The fountain was now only a matter of twenty yards away. A figure appeared on the far side, toward the lake: Maybeck, running at a full sprint, two CTDs on foot chasing him.
* * *
Maybeck counted down in his head: thirty-nine…thirty-eight…thirty-seven…
He had a pair of robots on his tail, pursuing his DHI at lightning speed. One of them had gotten close enough to fire some kind of Taser, but because of his DHI state, its electrodes and wires had passed right through him.
Up ahead he saw Whitman carrying Willa on his shoulder, and some kind of broken shadow slithering behind him. Behind the shadow came the Evil Queen and Cruella. If this had been Philby’s plan, he was out of his skull. They’d walked right into a nest of Overtakers.
“Uncool!” he shouted as he skidded to a stop, seeing the snakes—not shadows but snakes!—braiding themselves around the feet of Finn’s DHI.
“Do NOT look down!” Maybeck added.
Finn looked down. His blue hologram line faded and the tangle of snakes locked around his partially mortal ankles, and Finn fell, dumping Willa, whom Maybeck caught in his arms.

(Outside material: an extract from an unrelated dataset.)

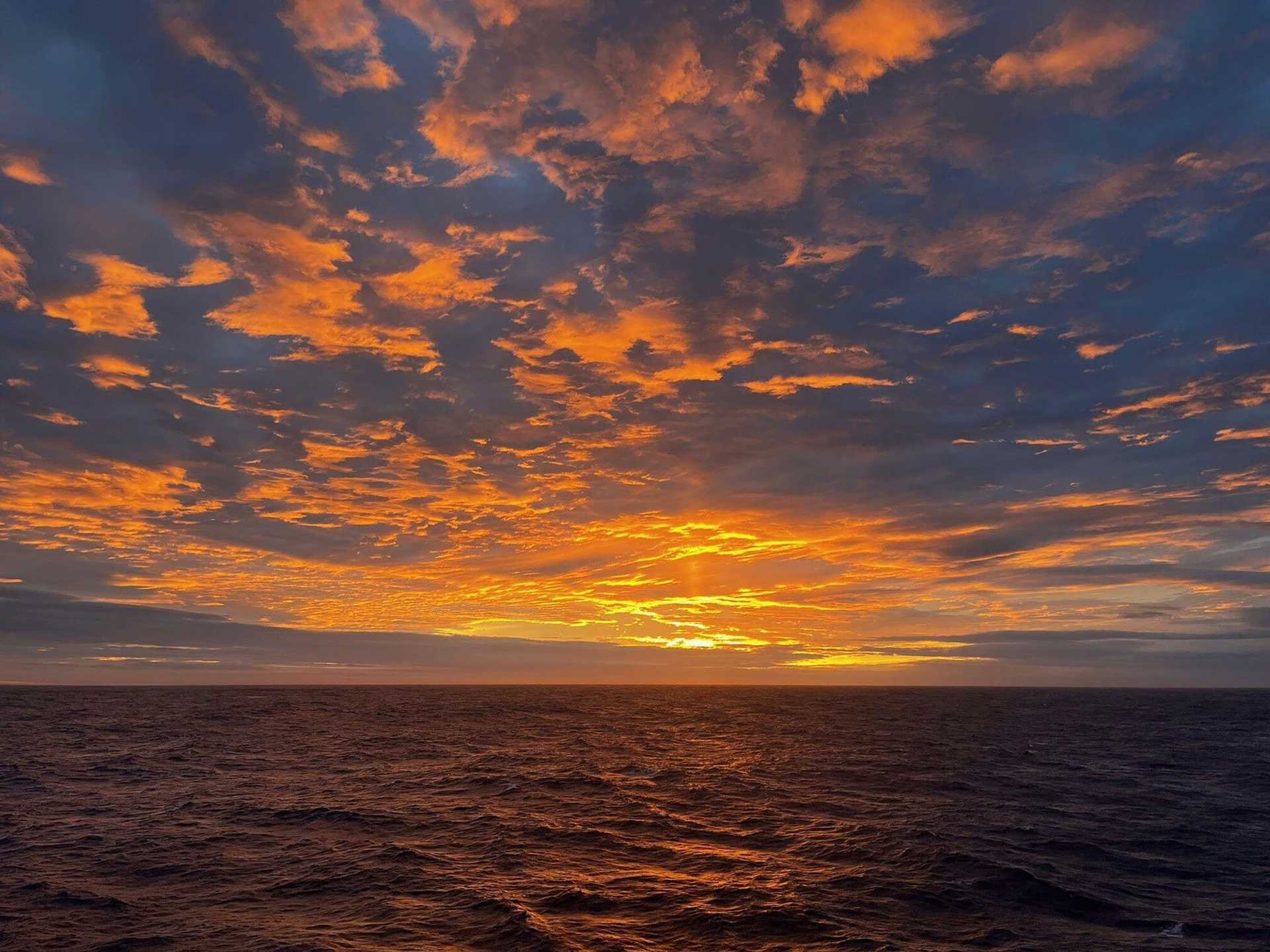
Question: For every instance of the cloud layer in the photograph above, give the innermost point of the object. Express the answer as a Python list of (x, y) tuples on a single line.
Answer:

Maybeck had lost count. Eighteen? Twelve? Whitman had told him he had to keep count.
Oops …
Finn rose to his elbows, but surrounded by hissing rattlesnakes, he froze.
“Welcome, boys,” said the Evil Queen, finally catching up.
Maybeck helped Willa keep her balance as he put her down. It was a clever move—it put her within an arm’s length of Finn. If she dared to reach across the snakes, they could hold hands.
* * *
Philby stared out his window. It was not a serial killer; it was Hugo Montcliff, and more important, he had Elvis in his arms. Elvis, an inside cat, had disappeared earlier that afternoon and Philby’s mom had been distraught. Hugo would be a family hero for years to come.
Philby threw open the window. “You found him! My mother’s going to saint you.”